Nmap Development mailing list archives

Re: Nmap uses ctype macros improperly


From: David Fifield <david () bamsoftware com>
Date: Tue, 28 Jul 2009 09:00:52 -0600

On Tue, Jul 28, 2009 at 06:22:56PM +0400, Solar Designer wrote:
On Tue, Jul 28, 2009 at 05:23:05PM +0400, Solar Designer wrote:
unsigned char _bitmasks[0x200];
[...]
#define _LOWER 11
[...]
#define islower(c) \
    ((c) == EOF ? 0 : ((int)_bitmasks[((c) << 1) + (_LOWER >> 3)] & (1 << (_LOWER & 7))))

If "c" turns out to be an unsigned char instead of an int, this will
fail for values of "c" with the 8th bit set.

I was wrong.  "unsigned char" gets promoted to "unsigned int" in
arithmetic contexts such as the above.

I had just written a program to test it too. However I wasn't sure if it
worked only because of some behavior of GCC, or because some standard
requires it. I admit I don't know where to look for normative rules like
this; can you by chance point me to a standards document that defines
the arithmetic type promotion rule?

OK, I must admit I can't think of a reasonable implementation that would
suffer when the argument to ctype macros is of type "unsigned char"
rather than "int".  Yet I still think that strictly speaking an
implementation is free to misbehave in such a case.

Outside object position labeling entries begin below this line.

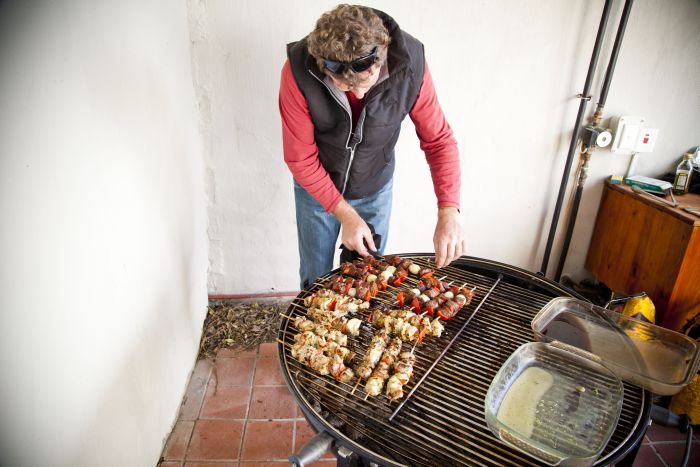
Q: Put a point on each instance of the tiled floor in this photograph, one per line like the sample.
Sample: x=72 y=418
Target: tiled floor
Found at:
x=238 y=412
x=664 y=447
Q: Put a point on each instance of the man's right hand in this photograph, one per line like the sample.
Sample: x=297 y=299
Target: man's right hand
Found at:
x=354 y=231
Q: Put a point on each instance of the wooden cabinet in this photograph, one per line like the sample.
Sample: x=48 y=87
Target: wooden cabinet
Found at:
x=642 y=245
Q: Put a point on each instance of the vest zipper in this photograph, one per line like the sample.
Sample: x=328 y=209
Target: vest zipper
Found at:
x=347 y=142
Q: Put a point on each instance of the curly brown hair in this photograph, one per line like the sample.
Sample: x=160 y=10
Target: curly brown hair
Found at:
x=347 y=33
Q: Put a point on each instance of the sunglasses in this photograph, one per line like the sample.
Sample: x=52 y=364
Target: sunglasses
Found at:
x=358 y=66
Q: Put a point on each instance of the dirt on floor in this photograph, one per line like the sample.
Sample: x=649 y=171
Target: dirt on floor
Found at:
x=240 y=326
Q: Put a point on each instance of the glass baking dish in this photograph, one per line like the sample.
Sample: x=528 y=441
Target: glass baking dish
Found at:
x=555 y=403
x=655 y=358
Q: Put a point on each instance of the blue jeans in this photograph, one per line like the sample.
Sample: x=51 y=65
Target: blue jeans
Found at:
x=318 y=231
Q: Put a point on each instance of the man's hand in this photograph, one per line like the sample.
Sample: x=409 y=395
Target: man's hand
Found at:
x=449 y=239
x=354 y=230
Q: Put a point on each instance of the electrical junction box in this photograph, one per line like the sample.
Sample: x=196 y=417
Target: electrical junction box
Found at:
x=627 y=133
x=647 y=140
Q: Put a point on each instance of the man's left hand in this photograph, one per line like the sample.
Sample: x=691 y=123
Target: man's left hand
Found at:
x=449 y=239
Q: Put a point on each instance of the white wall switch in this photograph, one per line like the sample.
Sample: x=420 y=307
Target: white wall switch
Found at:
x=627 y=134
x=647 y=140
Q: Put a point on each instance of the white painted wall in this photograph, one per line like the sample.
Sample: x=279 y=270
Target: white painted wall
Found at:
x=102 y=235
x=507 y=73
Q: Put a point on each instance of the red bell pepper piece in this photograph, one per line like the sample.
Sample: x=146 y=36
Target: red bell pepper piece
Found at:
x=415 y=305
x=400 y=298
x=422 y=334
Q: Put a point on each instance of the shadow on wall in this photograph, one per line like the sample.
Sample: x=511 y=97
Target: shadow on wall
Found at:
x=162 y=360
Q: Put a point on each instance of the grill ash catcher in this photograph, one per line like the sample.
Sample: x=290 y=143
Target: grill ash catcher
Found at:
x=443 y=422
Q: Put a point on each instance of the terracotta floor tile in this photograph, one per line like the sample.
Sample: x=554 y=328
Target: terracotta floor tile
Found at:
x=658 y=432
x=268 y=349
x=267 y=441
x=672 y=453
x=234 y=371
x=211 y=464
x=215 y=440
x=305 y=433
x=268 y=372
x=194 y=395
x=272 y=402
x=226 y=402
x=176 y=447
x=323 y=463
x=646 y=457
x=230 y=353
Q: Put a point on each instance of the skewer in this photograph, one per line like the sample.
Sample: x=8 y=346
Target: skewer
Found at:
x=437 y=360
x=356 y=385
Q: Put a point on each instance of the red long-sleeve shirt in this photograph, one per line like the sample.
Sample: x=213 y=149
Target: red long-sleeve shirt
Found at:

Your point is well taken. The fact that both you and I weren't
immediately sure of what the above macro would do with an unsigned char
is an indication that relying on any specific behavior is dodgy. You've
convinced me; I'll ask Josh to add an extra (int) cast where
appropriate.

There are other problems with how the ctype functions are used. Well,
the only one I can think of now is in ncat/http.c, where they are used
to classify characters in HTTP. They should really be classified based
on the byte values defined in the HTTP standards, and not on whatever
the local character set happens to be. (For example, RFC 2616 defines
CTL, but there is no guarantee that is the same as the set defined by
iscntrl, even ignoring locale.) Also, that file refers to the CR and LF
bytes as '\r' and '\n', but it should use the literal values 0x0A and 0x0D.